De Vadder: Dat opvolgersysteem blijft een van mijn fundamentele kritieken op het verkiezingssysteem, maar ik denk niet dat het ooit zal worden aangepast. Als je kijkt naar de hervorming van de Senaat , zie je dat men in hetzelfde bedje ziek blijft. Men hervormt de Senaat tot een ontmoetingsplaats tussen de twee deelstaten, maar daar zet men dan tien gecoöpteerde senatoren bij. Zo kunnen we jonge politici lanceren, zeggen de partijen. Op zich heb ik daar geen enkel probleem mee, maar dat kan ook op een andere manier. Geef hen bijvoorbeeld een goede plaats op de lijst.  

Bedoelt u dat coöptatie niet zozeer een raket is om nieuwelingen te lanceren, maar eerder een parachute voor politici die uit de boot vallen bij de verkiezingen? 

De Vadder: Dat is een mooie omschrijving. En toch begrijp ik zo’n beslissing enigszins wel. Politici zitten niet echt in een gemakkelijke positie. Ze schrijven de regels voor hun eigen functioneren. Ze zitten in een situatie waarin zij de fiets moeten herstellen terwijl ze er zelf nog op aan het rijden zijn. Dat is een van de moeilijkste dingen ter wereld. Als je te radicaal aan die fiets sleutelt, ga je op je gezicht. Als je niet radicaal genoeg sleutelt, vertraagt de fiets. 

 Ik snap ook wel dat politici in tijden van economische crisis minder met politieke vernieuwing bezig zijn. Maar de kloof met de burger blijft wel bestaan. Je ziet dat bij elke verkiezing weer opnieuw: het visionair geloof bij de burger van ‘met deze man wordt het beter’ gecombineerd met een permanent wantrouwen in de rest van de politieke klasse. Verkiezingsprogramma’s zijn onbetrouwbaar en moeten worden berekend. De uittredingsvergoedingen en pensioenrechten van politici moeten worden aangepast. Allemaal illustraties van die vertrouwenskloof. We gaan er steeds van uit dat politici ons bij ons pietje nemen. 

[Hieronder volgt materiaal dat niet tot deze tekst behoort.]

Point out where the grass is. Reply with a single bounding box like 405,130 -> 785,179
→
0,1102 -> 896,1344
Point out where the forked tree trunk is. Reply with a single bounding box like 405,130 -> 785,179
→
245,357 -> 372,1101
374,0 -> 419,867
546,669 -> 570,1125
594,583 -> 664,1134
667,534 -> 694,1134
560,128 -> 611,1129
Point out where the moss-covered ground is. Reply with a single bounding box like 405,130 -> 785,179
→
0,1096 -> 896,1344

Recent werden er een aantal opvallende voorstellen gedaan om onze democratie een nieuw elan te geven. David Van Reybrouck stelt een gelote Senaat voor. Kan zo’n geloot orgaan van burgers zinvol zijn volgens u? 

De Vadder: Als je zoals in Ijsland mensen inschakelt om de grondwet of bepaalde aspecten van een regelgeving aan te passen, kan het een goed idee zijn. Je bakent grenzen af van een vraagstuk en polst naar de mening van de mensen binnen die bepaalde grenzen. Dat lijkt me een waardevolle aanpak. Maar een parlement vervangen door een geloot systeem gaat mij te ver. Geef burgers niet de illusie dat je met loting de democratie kan vervangen. En dat doet Van Reybrouck wel met de titel ‘Tegen verkiezingen’ van zijn boek.   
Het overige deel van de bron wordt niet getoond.